Rappelons que la Belgique est visée par la directive européenne du 13 décembre 2011, dite « directive permis unique », qui enjoint aux États membres d’établir une procédure unique et la délivrance d’un permis unique autorisant les ressortissants de pays tiers à la fois à résider et à travailler sur leur territoire.
Dans sa déclaration de politique régionale, le gouvernement s’est donné la mission d’évaluer la procédure d’octroi et de renouvellement des permis de travail afin, d’une part, d’améliorer l’intégration des ressortissants étrangers en Région bruxelloise et, d’autre part, d’apporter des solutions à une pénurie d’emploi croissante et aux difficultés des entreprises bruxelloises à pourvoir certaines fonctions.
Où en est le processus d’évaluation de la procédure d’octroi et de renouvellement des permis de travail ? Sur quels indicateurs porte-t-elle ? Quelles sont les questions spécifiques auxquelles cette évaluation doit répondre ? Quels acteurs sont consultés dans le cadre de cette évaluation ? Les conclusions de cette évaluation pourront-elles déboucher sur la modification de la procédure actuelle ? Quelle est la marge de manœuvre de la Région pour amender la législation actuelle en matière d’octroi des permis uniques ? Des consultations et des mécanismes de coordination existent entre la Région, le niveau fédéral et l’Office des étrangers quant à la mise en œuvre et à l’amendement des procédures et des conditions d’obtention du permis unique. Comment fonctionnent-ils ? Pouvez-vous déjà nous fournir les chiffres, pour l’année 2021, concernant les demandes de permis de travail déposées auprès de Bruxelles Économie et emploi, leur issue et leur justification ? Avez-vous, comme la ministre Morreale, sollicité l’inscription du dossier du permis unique à l’ordre du jour de prochaine la conférence interministérielle sur la migration et l’intégration ? Dans l’affirmative, qu’allez-vous y plaider ou, si elle a déjà eu lieu, qu’y avez-vous plaidé ?
Quelles sont les mesures mises en place pour faciliter l’inscription des migrants – notamment ukrainiens – chez Actiris ?
Comment Actiris est-il mobilisé pour accompagner les migrants en demande d’emploi et de formation ? Des effectifs supplémentaires sont-ils déployés pour répondre à l’afflux des réfugiés ukrainiens ?
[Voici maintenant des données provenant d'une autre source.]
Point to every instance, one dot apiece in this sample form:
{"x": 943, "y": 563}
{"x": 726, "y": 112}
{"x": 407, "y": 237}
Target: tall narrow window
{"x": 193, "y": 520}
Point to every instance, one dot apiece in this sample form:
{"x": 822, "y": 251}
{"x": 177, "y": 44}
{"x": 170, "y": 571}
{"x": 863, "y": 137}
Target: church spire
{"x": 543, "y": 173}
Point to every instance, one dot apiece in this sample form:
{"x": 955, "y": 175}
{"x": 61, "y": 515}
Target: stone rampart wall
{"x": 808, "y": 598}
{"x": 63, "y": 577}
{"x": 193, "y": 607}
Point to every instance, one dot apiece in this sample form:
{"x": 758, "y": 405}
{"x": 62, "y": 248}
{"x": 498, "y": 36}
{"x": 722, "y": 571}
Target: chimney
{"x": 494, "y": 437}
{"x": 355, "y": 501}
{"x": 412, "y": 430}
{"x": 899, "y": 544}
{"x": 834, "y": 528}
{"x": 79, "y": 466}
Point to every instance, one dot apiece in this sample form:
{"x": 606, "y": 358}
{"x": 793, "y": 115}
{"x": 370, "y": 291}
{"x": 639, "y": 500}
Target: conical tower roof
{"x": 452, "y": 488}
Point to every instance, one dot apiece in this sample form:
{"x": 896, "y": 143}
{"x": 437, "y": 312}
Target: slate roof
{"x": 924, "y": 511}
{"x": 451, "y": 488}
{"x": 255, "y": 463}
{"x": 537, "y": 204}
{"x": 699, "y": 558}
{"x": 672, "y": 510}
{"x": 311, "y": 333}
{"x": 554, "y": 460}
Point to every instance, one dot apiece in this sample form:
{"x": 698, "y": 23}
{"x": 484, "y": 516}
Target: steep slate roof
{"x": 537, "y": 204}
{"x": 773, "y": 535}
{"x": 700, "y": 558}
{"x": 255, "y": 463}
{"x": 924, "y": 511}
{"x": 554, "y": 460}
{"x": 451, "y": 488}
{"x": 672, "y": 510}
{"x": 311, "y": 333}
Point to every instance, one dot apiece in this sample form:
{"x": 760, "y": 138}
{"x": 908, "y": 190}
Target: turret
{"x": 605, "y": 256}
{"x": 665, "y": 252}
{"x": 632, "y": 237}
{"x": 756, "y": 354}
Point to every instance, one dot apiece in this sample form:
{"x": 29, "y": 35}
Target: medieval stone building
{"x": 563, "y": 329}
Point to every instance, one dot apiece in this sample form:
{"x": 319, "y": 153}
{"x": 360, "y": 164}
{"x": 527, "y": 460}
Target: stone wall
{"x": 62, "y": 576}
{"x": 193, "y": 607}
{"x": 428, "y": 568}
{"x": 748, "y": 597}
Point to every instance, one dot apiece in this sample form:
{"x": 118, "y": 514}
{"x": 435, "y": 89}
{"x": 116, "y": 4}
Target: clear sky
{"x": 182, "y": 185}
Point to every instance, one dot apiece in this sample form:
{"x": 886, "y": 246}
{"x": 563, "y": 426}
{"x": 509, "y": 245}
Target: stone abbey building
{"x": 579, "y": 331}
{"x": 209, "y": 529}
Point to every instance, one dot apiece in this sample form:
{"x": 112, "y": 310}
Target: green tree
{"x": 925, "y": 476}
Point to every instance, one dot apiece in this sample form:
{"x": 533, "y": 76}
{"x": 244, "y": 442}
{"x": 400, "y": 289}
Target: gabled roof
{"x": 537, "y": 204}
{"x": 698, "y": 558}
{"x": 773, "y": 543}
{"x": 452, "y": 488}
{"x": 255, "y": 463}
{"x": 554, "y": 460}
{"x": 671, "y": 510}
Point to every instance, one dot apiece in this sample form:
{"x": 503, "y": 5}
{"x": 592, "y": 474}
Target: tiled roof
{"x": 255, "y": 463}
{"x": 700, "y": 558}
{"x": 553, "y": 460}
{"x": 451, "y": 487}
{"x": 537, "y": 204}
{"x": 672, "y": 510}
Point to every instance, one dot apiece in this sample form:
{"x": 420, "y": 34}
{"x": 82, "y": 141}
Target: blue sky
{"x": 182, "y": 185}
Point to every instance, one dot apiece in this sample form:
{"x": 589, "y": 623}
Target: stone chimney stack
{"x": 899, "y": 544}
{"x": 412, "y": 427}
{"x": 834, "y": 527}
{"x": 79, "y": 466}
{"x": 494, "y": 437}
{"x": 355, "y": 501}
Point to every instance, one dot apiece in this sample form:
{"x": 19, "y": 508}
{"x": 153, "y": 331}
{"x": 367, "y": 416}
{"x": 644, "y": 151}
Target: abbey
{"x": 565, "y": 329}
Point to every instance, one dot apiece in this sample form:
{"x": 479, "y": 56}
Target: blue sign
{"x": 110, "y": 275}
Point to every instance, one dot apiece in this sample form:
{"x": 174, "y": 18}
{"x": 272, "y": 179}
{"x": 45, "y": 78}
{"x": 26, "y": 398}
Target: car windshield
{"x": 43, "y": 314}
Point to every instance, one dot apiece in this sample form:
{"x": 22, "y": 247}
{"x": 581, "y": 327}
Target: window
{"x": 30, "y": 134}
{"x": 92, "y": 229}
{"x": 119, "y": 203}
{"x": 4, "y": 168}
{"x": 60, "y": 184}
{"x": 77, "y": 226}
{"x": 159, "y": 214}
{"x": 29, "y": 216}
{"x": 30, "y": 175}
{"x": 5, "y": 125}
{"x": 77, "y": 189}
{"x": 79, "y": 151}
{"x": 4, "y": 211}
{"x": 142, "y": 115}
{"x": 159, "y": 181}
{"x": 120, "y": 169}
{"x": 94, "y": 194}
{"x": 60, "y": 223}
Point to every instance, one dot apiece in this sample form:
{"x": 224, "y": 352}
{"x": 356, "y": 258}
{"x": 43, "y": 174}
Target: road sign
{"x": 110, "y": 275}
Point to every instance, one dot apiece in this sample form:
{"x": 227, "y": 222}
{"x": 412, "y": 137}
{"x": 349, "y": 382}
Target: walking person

Des formations en langue étrangère ou en lien avec la liste des métiers en pénurie sont-elles envisagées ? Enfin, des séances d’information collectives sur le marché du travail ainsi que sur l’offre de services d’Actiris sont- elles organisées au départ des communes bruxelloises ? Dans l’affirmative, comment se déroulent-elles ?
Le Ministre m’a répondu ;
Vous évoquez plusieurs sujets. Permettez-moi d’abord de distinguer quatre situations différentes :
– les Ukrainiens qui arrivent chez nous ne sont ni des migrants ni des demandeurs d’asile. Ils bénéficient de la protection temporaire, qui constitue un statut distinct. Ils n’ont pas à introduire une demande particulière car la procédure est automatique ;
– les demandeurs d’asile doivent, quant à eux, suivre une procédure particulière. Dès qu’ils sont reconnus, ils obtiennent automatiquement le droit de travailler ;
– les travailleurs étrangers qui introduisent, depuis l’étranger, une demande pour travailler sur le territoire bruxellois, font l’objet de la procédure de permis unique; un autre débat concerne enfin les personnes résidant sur le territoire, qui travaillent peut-être, mais qui n’ont pas de résidence légale sur le territoire.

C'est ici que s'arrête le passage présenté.